How can I be so sure of all of this? The answer is simple, and embarrassing. Back in my healthy days I was sometimes guilty of just such profiling, unconsciously making assumptions about the disabled based on preconceived notions that had no basis in reality. I clearly remember seething at the wheelchair reliant person who had the audacity to hold up my commute to work while the driver of the public bus I was on took the time to operate the vehicle’s wheelchair lift. How dare they travel during rush hour, didn’t they know that normal people need to get to work! Looking back, I cringe at the memory of my sometimes dumbing down my speech in the presence of people with physical disabilities, as if somebody possessed with faulty limbs was also automatically possessed with a deficient brain. Turns out the one with the deficient brain was me.
Even now, when I’m all too well versed in the trials and tribulations of the disabled, I sometimes find myself falling victim to my own subconscious preconceptions. A few years back I met a man who was active on one of the online MS forums in which I participate. In our written give-and-take on the Internet, I knew him to have a keen intellect – astute, sharp, and witty. When I finally met him in person at a large MS symposium I could barely disguise my shock when I found he could barely get a word out, his speech halting and slurred. Despite the fact that I knew that this man had a fine mind, I automatically found myself simplifying my vocabulary and talking in a louder voice, so strong and ingrained were my mistaken inclinations. I’m ashamed to admit that I was so disquieted by the situation that I cut our interaction short, behaving in a way I regret to this day.

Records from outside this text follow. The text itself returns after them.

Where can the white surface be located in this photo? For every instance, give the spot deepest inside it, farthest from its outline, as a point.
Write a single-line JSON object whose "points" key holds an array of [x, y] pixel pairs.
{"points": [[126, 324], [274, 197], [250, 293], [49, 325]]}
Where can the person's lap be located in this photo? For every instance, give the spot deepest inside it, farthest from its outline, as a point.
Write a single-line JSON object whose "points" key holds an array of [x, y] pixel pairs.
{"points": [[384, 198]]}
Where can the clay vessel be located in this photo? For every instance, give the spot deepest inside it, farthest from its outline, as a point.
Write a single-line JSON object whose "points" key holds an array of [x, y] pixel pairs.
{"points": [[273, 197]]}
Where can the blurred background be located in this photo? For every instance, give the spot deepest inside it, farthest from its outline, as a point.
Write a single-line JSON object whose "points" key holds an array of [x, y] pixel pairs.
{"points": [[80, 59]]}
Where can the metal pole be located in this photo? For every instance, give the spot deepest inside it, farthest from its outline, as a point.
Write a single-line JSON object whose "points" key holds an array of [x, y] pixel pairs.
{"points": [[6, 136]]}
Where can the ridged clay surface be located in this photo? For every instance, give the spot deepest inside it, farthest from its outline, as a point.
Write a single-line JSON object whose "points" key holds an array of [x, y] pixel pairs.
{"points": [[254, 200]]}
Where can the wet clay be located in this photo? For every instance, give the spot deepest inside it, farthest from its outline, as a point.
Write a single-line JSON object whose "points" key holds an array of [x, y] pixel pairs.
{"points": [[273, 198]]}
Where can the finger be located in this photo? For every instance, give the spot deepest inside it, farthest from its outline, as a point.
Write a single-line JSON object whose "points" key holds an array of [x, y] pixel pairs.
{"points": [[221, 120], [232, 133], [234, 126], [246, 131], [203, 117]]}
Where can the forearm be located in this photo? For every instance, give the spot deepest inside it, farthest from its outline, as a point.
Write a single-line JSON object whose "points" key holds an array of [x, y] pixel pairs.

George Zimmerman’s profiling of Trayvon Martin ultimately resulted in an innocent teenage boy’s death, an outcome that all can agree was tragic, whether or not they believe the jury’s verdict to be just. Though the profiling experienced by the sick and disabled isn’t likely to result in physical death, the injuries inflicted to sense of self and ego can at times seem more hurtful than a physical blow. The emotional maelstrom experienced by patients dealing with chronic disabling diseases is and of itself a difficult storm to weather, and the added indignities that are sometimes heaped upon them by an indifferent and ignorant public can multiply the emotional distress of such illnesses exponentially.
Unfortunately, there are no easy answers when it comes to eradicating the problem of profiling, whether that profiling is based on race, gender, religion, or physical condition. As my own experiences illustrate, perhaps the first action we should take to eliminate the poisonous practice of profiling is to look within. An open mind and an open heart are tremendous benefits not only to the person who possesses them, but to all within their sphere of influence as well.